Mahkamah Konstitusi (MK) menolak seluruh permohonan Pemerintah Provinsi (Pemprov) Jawa Timur atas uji materi beralihnya kewenangan pemanfaatan tidak langsung panas bumi untuk sektor kelistrikan ke pemerintah pusat. Kewenangan itu diatur dalam Undang-Undang Nomor 21 Tahun 2014 tentang Panas Bumi dan Pengujian Undang-Undang Nomor 23 Tahun 2014 tentang Pemerintahan Daerah.
Dalam amar putusan, MK memutuskan kewenangan pemerintah pusat atas pengelolaan pemanfaatan tidak langsung panas bumi untuk tenaga listrik tidak bertentangan dengan Undang-undang Dasar (UUD) 1945. Amar Putusan diputus dalam Rapat Permusyawaratan Hakim oleh tujuh Hakim Konstitusi yang diketuai Anwar Uswan pada Selasa, 12 September 2017 dan diucapkan oleh sembilan Hakim Konstitusi yang diketuai oleh Arief Hidayat dalam Sidang Pleno, pada Rabu (20/9).
Sebelumnya Pemprov Jatim yang terdiri dari Gubernur, Ketua DPRD, dan empat Wakil DPRD merasa dirugikan dengan ditariknya kewenangan Pemerintah Daerah untuk mengelola pemanfaatan tidak langsung Panas Bumi dengan diterbitkannya UU No.21 Tahun 2014 dan UU No.23 Tahun 2014. Atas dasar itu mereka mengajukan uji materi dengan perkara Nomor 11/PUU-XIV/2016.
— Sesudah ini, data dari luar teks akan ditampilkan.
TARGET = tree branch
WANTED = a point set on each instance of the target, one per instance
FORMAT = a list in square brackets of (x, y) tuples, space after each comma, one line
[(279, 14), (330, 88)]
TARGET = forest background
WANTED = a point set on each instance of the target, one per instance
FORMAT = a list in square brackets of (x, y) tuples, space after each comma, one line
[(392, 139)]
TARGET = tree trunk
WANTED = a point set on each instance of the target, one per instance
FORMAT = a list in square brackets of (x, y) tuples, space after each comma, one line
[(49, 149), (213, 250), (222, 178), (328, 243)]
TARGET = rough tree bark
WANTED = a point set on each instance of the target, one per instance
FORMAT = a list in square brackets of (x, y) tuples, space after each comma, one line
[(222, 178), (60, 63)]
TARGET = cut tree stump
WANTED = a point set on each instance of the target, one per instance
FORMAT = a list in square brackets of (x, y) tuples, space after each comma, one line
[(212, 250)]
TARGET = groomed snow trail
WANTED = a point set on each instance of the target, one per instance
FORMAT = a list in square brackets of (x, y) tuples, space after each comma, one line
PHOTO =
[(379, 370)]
Adapun pemohon mengajukan pengujian Pasal 5 ayat (1) huruf b, Pasal 6 ayat (1) huruf c, dan Pasal 23 ayat (2) UU No.21 Tahun 2014 tentang Panas Bumi, serta Lampiran CC Angka 4 pada Sub Urusan Energi Baru Terbarukan UU No.23 Tahun 2014 tentang Pemerintahan Daerah. Pasal tersebut diuji dengan Pasal 18 ayat (2) dan ayat (5) serta Pasal 18A ayat (1) dan ayat (2) UUD 1945.
Menurut MK, pasal 18A ayat (1) dan Pasal 18A ayat (2) UUD 1945 memang mempertegas mengenai pembagian kewenangan antara pemerintah pusat dan pemerintahan daerah. Namun, keberadaan maupun karakter panas bumi tidak memungkinkan dibagi-bagi secara administratif, baik dalam konteks provinsi dan terlebih lagi dalam konteks kabupaten/kota.
Pertimbangan Mahkamah ini mengutip dari keterangan ahli geotermal di hadapan Mahkamah. Keterangan itu menyebutkan sistem panas bumi Indonesia memiliki karakter unik terutama dalam hal ini keberadaannya yang bersifat lintas daerah administratif. Oleh karena itu, penetapan wilayah didasarkan bukan atas wilayah administratif melainkan berdasarkan keberadaan sumber panas bumi tersebut. (Baca: PLN Dapat Penugasan Garap Tiga Wilayah Panas Bumi)
Selain itu, mengacu pasal 13 UU Nomor 23 tahun 2014 ada beberapa kriteria yang menjadi kewenangan pemerintah pusat. Kriteria pertama, urusan pemerintahan yang lokasinya lintas daerah provinsi atau lintas negara. Kedua, urusan pemerintahan yang penggunaannya lintas daerah provinsi atau lintas negara.
Ketiga, urusan pemerintahan yang manfaat atau dampak negatifnya lintas daerah provinsi atau lintas negara. Keempat, urusan pemerintahan yang penggunaan sumber dayanya lebih efisien apabila dilakukan oleh pemerintah pusat. Kelima, urusan pemerintahan yang peranannya strategis bagi kepentingan nasional.
Atas dasar itu, panas bumi memenuhi kriteria tersebut sehingga tepat menjadi kewenangan Pemerintah Pusat. Apalagi mempertimbangkan potensi konflik yang timbul jika diserahkan kewenangannya kepada daerah.
Direktur Panas Bumi Direktorat Jenderal Energi Baru Terbarukan dan Konservasi Energi (Ditjen EBTKE), Yunus Saefulhak yang hadir dalam sidang tersebut menyampaikan kelegaan dan kebanggaan atas putusan ini. "Kalau sudah menjaga seperti itu, sustainable energi itu akan terjaga, dan akan menjadi warisan anak cucu yang tak pernah habis," ujar dia dikutip dari situs resmi Kementerian ESDM, Jumat (22/9).